The announcement this summer that Alibaba might open a distribution centre in Liège, Belgium, was met with a lot of jealousy in the Netherlands. Prime Minister Mark Rutte has now received founder Jack Ma personally in order to try to change his mind.
At stake: fifty football fields of warehouse
In August, Alibaba’s CEO Jack Ma, president Global Business Angel Zhao and General Manager Europe Terry von Bibra personally went to talk with Rutte, who wants the Chinese e-commerce giant to move its planned enormous warehouse that should deliver European parcels faster. Currently that warehouse of 380,000 sqm (some fifty football fields) is planned to be built in the Belgian city of Liège, near the borders with the Netherlands and Germany, but Alibaba has not yet definitively confirmed that.
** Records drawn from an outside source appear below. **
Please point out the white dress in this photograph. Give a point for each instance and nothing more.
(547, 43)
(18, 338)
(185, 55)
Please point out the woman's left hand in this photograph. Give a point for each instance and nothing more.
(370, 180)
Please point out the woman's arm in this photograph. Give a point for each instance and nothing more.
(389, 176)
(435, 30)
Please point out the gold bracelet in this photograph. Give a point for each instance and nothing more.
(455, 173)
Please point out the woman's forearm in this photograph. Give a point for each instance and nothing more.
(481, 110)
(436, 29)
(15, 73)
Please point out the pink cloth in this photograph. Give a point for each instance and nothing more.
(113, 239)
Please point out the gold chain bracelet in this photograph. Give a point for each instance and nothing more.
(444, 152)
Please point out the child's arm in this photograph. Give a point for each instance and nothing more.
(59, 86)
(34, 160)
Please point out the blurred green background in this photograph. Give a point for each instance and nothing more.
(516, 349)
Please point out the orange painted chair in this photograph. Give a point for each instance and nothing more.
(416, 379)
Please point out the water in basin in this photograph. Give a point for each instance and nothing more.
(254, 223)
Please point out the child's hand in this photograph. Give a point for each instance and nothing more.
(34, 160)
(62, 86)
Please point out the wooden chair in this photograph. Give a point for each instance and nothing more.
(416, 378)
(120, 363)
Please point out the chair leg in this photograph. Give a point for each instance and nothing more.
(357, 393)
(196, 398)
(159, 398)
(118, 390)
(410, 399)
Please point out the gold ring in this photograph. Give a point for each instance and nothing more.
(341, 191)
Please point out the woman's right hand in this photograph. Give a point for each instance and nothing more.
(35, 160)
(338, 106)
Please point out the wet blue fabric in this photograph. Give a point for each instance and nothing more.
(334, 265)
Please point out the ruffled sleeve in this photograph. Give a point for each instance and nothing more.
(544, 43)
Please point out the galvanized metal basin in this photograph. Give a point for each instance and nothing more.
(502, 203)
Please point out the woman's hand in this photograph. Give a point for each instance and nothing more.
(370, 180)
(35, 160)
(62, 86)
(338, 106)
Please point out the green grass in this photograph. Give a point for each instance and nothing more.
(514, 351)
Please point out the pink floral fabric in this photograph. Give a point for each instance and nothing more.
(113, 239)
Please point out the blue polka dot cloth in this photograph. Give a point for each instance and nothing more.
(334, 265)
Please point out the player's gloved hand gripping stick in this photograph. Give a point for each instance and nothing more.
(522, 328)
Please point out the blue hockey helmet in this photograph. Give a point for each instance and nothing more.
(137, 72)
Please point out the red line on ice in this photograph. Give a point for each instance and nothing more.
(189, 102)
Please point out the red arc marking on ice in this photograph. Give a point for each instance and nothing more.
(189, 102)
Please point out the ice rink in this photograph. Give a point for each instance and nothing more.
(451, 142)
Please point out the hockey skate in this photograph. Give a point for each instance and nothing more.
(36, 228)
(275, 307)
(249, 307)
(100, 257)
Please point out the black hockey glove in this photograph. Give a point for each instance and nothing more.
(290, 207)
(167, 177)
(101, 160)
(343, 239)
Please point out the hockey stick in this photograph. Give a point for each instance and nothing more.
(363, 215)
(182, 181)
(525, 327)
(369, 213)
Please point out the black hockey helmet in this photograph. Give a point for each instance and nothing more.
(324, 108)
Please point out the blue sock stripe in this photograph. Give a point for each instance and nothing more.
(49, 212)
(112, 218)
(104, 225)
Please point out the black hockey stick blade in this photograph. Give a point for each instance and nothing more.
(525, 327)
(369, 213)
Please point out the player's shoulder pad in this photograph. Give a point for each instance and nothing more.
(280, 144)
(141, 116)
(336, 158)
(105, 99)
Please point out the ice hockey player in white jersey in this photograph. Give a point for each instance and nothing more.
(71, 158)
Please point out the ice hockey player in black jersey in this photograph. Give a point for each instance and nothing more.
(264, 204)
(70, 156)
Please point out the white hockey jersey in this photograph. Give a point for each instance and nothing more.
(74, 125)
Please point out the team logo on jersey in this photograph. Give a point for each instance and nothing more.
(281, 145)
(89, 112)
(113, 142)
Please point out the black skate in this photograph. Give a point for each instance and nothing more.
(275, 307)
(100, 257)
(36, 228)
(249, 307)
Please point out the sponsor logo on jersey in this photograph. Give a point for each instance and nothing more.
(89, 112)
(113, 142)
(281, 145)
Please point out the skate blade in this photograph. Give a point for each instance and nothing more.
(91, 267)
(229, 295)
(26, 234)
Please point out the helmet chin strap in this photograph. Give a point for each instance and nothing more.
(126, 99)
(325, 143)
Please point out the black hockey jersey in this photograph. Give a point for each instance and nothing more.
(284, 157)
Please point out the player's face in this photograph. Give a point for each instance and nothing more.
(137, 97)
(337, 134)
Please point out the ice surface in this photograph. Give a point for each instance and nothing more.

The Netherlands therefore saw the opportunity to win the warehouse for itself. According to the Financieele Dagblad, Rutte proposed a location in Weert or an area near Maastricht Airport (just over the border from Liège) as alternatives. The offensive seems to have not (yet) succeeded, because when asked, the Chinese company still only mentions Liège as a potential location for the worldwide logistics hubs the company is looking for, alongside Dubai, Hangzhou, Hong Kong and Moscow.
Alibaba wants to open 100 distribution centres within three years, so that it can deliver anywhere in the world within 72 hours. If the first selection round fails for Rutte, he may therefore still be able to make it in a next attempt.